We protect your data with:

• Encryption in transit (HTTPS/TLS)
• Encryption at rest (AES-256 for sensitive data like OAuth tokens)
• Secure authentication (Firebase Auth with Google Sign-In)
• Regular security audits
• Access controls and audit logging

13. California Privacy Rights (CCPA)

If you are a California resident, you have additional rights under the California Consumer Privacy Act (CCPA):

• Right to know: Request information about what personal data we collect and how we use it
• Right to delete: Request deletion of your personal data
• Right to opt-out: Opt out of the sale of your personal data
• Right to non-discrimination: We will not discriminate against you for exercising your rights

We do not sell your personal data. We do not share your personal information with third parties for their direct marketing purposes. We do not use your data for targeted advertising.

To exercise your California privacy rights, contact us at privacy@tonemark.ai.

14. Children's Privacy

Tonemark is not intended for users under 16 years of age.
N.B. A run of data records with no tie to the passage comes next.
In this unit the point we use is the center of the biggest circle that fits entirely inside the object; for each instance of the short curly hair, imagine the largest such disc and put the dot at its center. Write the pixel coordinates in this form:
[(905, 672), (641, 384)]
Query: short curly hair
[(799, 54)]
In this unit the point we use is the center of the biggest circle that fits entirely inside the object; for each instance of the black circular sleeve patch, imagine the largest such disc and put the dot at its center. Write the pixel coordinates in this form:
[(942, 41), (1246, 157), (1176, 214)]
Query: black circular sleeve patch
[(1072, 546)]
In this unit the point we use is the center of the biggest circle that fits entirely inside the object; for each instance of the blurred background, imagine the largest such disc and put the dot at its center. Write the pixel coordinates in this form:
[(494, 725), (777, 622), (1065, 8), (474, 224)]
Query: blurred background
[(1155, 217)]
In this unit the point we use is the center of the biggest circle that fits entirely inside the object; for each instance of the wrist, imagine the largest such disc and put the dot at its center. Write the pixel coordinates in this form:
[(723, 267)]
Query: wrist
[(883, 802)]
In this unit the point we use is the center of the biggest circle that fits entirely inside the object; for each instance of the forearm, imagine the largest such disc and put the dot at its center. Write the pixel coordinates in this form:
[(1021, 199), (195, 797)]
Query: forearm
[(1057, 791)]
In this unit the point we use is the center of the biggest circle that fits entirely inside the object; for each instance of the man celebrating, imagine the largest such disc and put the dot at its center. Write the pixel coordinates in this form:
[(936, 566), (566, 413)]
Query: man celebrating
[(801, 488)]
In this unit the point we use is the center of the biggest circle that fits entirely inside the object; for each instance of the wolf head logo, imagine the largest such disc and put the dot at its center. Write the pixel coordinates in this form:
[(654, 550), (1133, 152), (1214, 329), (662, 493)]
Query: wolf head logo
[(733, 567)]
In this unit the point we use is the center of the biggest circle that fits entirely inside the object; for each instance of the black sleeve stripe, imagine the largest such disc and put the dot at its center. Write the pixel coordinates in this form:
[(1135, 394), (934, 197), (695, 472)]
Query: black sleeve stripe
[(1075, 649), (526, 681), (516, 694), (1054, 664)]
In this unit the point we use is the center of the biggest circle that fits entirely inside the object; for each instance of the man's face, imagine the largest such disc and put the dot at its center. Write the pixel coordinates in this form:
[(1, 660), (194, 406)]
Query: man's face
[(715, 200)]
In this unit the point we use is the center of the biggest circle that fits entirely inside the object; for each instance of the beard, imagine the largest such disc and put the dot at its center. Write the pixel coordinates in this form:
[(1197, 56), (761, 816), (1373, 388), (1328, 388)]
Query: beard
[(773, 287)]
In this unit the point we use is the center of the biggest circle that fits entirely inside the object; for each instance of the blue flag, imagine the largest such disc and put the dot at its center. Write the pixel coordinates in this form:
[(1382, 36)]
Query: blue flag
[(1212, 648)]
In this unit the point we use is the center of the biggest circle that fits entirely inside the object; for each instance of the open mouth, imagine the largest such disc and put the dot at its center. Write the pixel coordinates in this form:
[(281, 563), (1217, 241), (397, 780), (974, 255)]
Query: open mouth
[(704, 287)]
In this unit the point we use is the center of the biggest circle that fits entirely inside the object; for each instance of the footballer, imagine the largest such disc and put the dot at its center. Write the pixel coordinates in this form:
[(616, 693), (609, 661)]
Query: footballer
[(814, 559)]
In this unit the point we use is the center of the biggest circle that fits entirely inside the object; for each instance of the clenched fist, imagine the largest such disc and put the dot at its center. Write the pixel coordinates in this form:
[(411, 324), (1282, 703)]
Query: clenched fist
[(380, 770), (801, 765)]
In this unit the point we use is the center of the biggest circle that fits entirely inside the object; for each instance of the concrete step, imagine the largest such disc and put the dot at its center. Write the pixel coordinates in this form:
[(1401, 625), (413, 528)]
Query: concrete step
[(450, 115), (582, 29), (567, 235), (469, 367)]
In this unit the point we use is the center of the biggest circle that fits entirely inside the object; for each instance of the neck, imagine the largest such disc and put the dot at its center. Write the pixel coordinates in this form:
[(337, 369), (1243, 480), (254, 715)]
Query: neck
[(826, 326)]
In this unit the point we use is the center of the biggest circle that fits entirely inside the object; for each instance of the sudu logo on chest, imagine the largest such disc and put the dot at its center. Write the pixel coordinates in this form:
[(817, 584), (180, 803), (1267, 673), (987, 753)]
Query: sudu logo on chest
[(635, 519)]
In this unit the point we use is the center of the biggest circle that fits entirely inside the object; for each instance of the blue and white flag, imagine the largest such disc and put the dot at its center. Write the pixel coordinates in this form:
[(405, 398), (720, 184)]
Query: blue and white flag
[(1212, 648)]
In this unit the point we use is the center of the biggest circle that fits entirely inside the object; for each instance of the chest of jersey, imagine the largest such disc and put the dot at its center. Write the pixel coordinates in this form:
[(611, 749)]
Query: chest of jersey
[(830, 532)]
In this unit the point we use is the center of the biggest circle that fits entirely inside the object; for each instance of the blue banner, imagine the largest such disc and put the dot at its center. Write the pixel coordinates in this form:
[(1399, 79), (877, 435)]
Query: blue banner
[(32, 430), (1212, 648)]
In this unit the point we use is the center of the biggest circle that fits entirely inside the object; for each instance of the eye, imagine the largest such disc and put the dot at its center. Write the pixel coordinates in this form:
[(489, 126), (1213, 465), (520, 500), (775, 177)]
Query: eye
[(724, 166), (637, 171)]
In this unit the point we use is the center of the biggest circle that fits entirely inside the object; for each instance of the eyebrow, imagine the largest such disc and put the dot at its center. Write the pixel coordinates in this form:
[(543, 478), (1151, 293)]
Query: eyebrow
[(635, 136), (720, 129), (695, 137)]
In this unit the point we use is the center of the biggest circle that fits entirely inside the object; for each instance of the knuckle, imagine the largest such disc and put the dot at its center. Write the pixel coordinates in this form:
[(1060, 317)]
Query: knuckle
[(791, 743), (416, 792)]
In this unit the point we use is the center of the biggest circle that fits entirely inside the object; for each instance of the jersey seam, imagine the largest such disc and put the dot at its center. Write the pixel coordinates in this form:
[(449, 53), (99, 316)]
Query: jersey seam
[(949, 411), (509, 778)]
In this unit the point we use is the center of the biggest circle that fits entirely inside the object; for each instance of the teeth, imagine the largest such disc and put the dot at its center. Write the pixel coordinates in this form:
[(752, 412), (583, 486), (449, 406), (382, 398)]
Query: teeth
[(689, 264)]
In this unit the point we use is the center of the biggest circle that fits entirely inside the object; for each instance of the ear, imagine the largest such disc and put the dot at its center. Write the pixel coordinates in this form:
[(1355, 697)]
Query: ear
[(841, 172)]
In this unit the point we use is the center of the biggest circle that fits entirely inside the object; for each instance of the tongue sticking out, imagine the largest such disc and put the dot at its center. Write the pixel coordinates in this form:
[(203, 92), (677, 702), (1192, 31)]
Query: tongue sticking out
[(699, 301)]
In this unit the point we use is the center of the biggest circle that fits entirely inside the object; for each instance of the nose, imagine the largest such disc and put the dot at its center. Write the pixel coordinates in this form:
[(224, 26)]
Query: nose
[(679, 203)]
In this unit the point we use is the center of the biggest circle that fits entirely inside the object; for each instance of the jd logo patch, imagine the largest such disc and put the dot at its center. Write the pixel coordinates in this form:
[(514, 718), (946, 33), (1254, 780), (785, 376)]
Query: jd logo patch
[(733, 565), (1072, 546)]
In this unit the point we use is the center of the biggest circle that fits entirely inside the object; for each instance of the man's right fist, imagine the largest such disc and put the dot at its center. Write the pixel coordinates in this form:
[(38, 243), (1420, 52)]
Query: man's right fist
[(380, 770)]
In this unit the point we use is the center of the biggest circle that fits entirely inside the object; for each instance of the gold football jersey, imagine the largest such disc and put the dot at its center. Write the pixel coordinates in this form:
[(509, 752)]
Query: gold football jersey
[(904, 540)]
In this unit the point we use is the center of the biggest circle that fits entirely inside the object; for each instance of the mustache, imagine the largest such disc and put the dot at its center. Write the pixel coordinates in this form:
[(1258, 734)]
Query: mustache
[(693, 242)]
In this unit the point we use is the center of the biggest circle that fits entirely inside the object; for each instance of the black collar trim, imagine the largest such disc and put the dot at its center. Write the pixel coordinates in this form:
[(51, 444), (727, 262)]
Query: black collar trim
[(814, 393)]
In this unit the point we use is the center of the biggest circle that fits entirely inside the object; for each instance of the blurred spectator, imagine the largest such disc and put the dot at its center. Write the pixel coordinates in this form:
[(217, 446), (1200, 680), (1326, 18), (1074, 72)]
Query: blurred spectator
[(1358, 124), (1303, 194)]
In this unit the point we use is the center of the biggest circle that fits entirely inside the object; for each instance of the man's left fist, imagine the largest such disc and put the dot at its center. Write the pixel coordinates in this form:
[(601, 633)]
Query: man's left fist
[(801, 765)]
We do not knowingly collect personal data from children. If you believe a child has provided us with personal data, please contact us.

15. Changes to This Policy

We may update this Privacy Policy from time to time. We will notify you of significant changes by:

• Posting the new policy on this page
• Updating the "Last updated" date
• Sending an email notification for material changes

16. Contact Us

For questions about this Privacy Policy or to exercise your rights, contact us at:

You also have the right to lodge a complaint with your local data protection authority. In Poland, this is the President of the Personal Data Protection Office (UODO).